African Inspiration: Le Sapeurs
This week I am being interviewed on my use of color in interior design. So I’m trying to figure out why I use color and my conclusion is that its just natural. I am just simply drawn to a certain range of colors. While doing some research recently I came across a book called "The Gentlemen of Bacongo" by Daniele Tamagni. Immediately, I was drawn to simply everything about the images but mostly the vibrant colors. I started reading about the men featured in this book and about their fashions.
With the arrival of the French and Belgians to the Congo at the beginning of the 20th century, they introduced the locals to Parisian elegance. The local youth workers were so impressed by the fashion, especially after G.A. Matsoula returned back from Paris sporting some seriously insane French outfits. He was so admired for his authentic French fashion and is considered the first Grand Sapeur.
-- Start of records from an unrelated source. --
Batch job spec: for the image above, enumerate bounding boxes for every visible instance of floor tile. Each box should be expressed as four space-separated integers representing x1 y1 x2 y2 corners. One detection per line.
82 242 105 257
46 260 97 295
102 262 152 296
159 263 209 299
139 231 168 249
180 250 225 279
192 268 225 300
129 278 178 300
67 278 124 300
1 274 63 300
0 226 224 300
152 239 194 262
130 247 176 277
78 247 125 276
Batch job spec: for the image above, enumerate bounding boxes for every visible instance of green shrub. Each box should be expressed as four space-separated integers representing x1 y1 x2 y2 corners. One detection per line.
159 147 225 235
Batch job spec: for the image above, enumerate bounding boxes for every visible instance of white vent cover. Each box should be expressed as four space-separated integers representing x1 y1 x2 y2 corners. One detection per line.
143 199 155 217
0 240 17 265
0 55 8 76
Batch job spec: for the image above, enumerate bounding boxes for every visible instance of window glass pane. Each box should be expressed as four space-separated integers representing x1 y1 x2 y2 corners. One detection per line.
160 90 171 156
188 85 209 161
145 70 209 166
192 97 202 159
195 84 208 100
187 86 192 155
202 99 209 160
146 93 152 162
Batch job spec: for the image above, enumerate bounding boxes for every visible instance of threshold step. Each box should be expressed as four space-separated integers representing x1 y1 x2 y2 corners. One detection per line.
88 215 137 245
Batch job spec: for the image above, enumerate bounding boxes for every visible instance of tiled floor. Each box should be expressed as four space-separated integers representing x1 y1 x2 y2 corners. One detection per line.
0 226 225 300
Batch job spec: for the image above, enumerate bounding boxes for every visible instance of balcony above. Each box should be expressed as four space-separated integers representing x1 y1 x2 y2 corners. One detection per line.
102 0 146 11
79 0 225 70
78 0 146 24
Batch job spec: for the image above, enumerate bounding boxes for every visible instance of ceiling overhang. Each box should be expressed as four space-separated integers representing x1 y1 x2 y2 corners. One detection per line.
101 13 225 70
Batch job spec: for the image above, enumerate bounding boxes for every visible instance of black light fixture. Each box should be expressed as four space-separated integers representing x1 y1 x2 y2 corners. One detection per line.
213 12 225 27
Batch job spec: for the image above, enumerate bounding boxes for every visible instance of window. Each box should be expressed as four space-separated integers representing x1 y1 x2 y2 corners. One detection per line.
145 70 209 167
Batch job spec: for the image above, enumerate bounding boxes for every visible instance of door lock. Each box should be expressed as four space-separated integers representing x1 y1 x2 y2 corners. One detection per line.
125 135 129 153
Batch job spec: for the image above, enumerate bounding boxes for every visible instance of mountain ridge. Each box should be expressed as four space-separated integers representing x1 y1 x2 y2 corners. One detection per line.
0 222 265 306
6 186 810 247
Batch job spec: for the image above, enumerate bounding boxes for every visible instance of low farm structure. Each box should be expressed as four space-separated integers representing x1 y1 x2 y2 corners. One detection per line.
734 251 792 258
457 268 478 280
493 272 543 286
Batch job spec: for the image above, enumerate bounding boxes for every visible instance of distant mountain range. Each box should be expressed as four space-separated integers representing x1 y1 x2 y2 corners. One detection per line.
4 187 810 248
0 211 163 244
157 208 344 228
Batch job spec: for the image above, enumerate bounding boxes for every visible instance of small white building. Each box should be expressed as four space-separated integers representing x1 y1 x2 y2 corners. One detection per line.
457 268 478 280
The Sapeurs belong to Le SAPE which stands for the Société des Ambianceurs et Personnes Élégants. "Members have their own code of honour, codes of professional conduct and strict notions of morality. It is a world within a world within a city. Respected and admired in their communities, todays sapeurs see themselves as artists. Each one has his own repertoire of gestures that distinguishes him from the others. They are also after their own great dream: to travel to Paris and to return to Bacongo as lords of elegance. Designer brands of suits and accessories are of the utmost importance to Sapeurs - Pierre Cardin, Roberto Cavalli, Dior, Fendi, Gaultier, Gucci, Issey Miyake, Prada, Yves Saint Laurent, Versace, Yohji Yamamoto are their patron saints. Unlike some U.S. hip-hop gangs who are dressed in similar fine threads, there is no bloodshed here. Here your clothes do all the fighting for you, otherwise you are not fit to be called a Sapeur."